2. I think “uneducated” might refer to the choice of the words and phrases we use not our accent.
3. You don’t spend time reflecting on Taiwanese’s remarks which are less reliable than those made by HKers. My Taiwan friend uses vulgar languages as well especially when he calls me from the US when he’d even discuss the differences between the mainland and Taiwan dirty languages but you can only find his Confucius quotations or fluent English on the current issues on Facebook which fits his background as an engineer who received his degree in 台湾交大. So he can be both educated and uneducated at the same time.
My principle of dealing with the Taiwanese: I only buy half of what they told me.

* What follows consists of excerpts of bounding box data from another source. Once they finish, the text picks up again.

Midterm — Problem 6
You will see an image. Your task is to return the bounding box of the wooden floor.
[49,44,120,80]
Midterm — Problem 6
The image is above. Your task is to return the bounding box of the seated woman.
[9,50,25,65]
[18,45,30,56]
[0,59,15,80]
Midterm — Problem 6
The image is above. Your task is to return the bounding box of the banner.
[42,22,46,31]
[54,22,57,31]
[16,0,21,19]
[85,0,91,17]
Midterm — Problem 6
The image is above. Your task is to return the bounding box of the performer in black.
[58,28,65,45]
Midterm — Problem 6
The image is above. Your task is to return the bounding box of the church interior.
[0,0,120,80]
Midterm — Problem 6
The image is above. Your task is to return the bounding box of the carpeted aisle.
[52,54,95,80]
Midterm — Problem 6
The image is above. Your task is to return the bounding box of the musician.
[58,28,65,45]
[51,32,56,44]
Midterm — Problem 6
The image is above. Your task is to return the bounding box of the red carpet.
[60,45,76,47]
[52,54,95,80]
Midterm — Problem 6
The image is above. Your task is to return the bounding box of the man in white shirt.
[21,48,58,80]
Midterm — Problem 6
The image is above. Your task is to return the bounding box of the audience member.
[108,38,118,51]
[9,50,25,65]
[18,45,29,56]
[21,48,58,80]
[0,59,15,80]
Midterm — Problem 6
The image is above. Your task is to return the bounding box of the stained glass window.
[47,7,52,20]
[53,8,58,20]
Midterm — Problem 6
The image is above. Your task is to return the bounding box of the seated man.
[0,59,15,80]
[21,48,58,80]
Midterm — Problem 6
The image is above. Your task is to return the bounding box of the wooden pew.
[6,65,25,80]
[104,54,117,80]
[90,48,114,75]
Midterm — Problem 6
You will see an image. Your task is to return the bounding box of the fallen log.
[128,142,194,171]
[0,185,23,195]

Eric Lim Used to work at Taipei Economic and Cultural Center Office.
Written May 14 2015
Well I'm not from China but I do not agree with those who think that Mainland's accent sounds uneducated. Actually Mainland's accent sounds more mature and official than Taiwanese's accent in my mind. Anyway Taiwanese accent sounds smoother and cuter in some way. And what make people think that Mainland's mandarin sounds uneducated is maybe becuase the mainlanders speak or talk to each other so loud in public which sounds uncomfortable sometimes(but some Chinese's mandarin sounds really annoying in some way).
Paul Denlinger Have lived in China Taiwan and Hong Kong; fluent in Mandarin (written spoken)
Paul Denlinger 曾在中国，台湾及香港居住，汉语流利（书面及口语）
Written Oct 27
There are too many media companies in Taiwan and many of them are owned by pro-independence businesses which want to stir up contempt for mainlanders.
The cheapest shows to produce for television are talk shows and more often than not these talk show hosts talk about how unreliable untrustworthy and uncivilized mainlanders are.
Extreme examples are cited and because no context is offered many Taiwanese assume that this is normal in the PRC. Repeat this an infinite number of times and you understand why most Taiwanese have a bad impression of mainland Chinese including the Mandarin they speak.